Darderi: vom rom-traum zur sensation – ein tennismatch für die ewigkeit!
Rom erbebte, als Luciano Darderi, der argentinisch-italienische Tennisspieler, sensationell ins Halbfinale der Internazionali BNL d’Italia einzog. Ein Triumph, der nicht nur seine Karriere, sondern auch die seines Vaters Gino prägt – eine Geschichte von harter Arbeit, Opferbereitschaft und einem unerschütterlichen Glauben an den Traum.
Die wurzeln des erfolgs: eine großmutter, ein traum und ein tattoo
Darderi, der in Villa Gesell, Argentinien, geboren wurde, verdankt seinen Aufstieg nicht zuletzt seiner Großmutter Elisa. Sie unterstützte ihn heimlich mit ihrer Rente, um ihm die teuren Tennistrainings zu ermöglichen – eine Geste, die er mit einem Tattoo auf seiner Haut verewigt hat. „Ich habe davon geträumt, auf dem Foro Italico zu spielen und ein Turnier zu gewinnen“, gesteht Darderi, dessen Vater Gino ihn als Kind von Feld zu Feld auf dem Foro Italico trug, wo er die jungen Fans beim Spielen beobachtete.

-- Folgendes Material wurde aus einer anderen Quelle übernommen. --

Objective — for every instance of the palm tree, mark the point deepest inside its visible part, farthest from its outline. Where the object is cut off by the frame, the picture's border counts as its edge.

Von buenos aires nach rom: ein einsamer weg voller entbehrungen
Mit nur 13 Jahren verließ Darderi seine Heimat, um in Rom sein Glück zu suchen. „Es war nicht einfach“, räumt er ein, „aber ich bin Marcello Macchione unendlich dankbar, der mich wie einen Sohn aufnahm.“ Die folgenden Jahre waren geprägt von Umzügen zwischen verschiedenen Tennisakademien, doch Darderi ließ sich nicht entmutigen. Er trainierte unermüdlich, oft unter dem wachsamen Auge seines Vaters, der ihn nicht nur als Coach, sondern auch als Ersatz für seine Mutter unterstützte.
Die Geschichte von Gino Darderi ist ebenso bewegend. Er sammelte Essensreste von Frühstücksbuffets, um seine Familie zu ernähren, und brachte seinen Sohn von Turnier zu Turnier. „Er hat mir alles gegeben“, sagt Luciano mit tiefer Dankbarkeit. „Er hat mir eine Rakete gegeben und mich auf all diese Turniere mitgenommen. Wenn wir uns etwas nicht leisten konnten, schliefen wir im Auto.“

Die covid-lockdown-herausforderung: eine chance zur stärkung
Selbst die Covid-Lockdowns konnten Darderi nicht aufhalten. Im Gegenteil: Er nutzte die Zeit im Forum-Zirkel, um sich noch intensiver zu trainieren. „Ich habe es nicht als Belastung empfunden, sondern als Chance, mich zu verbessern“, erklärt er.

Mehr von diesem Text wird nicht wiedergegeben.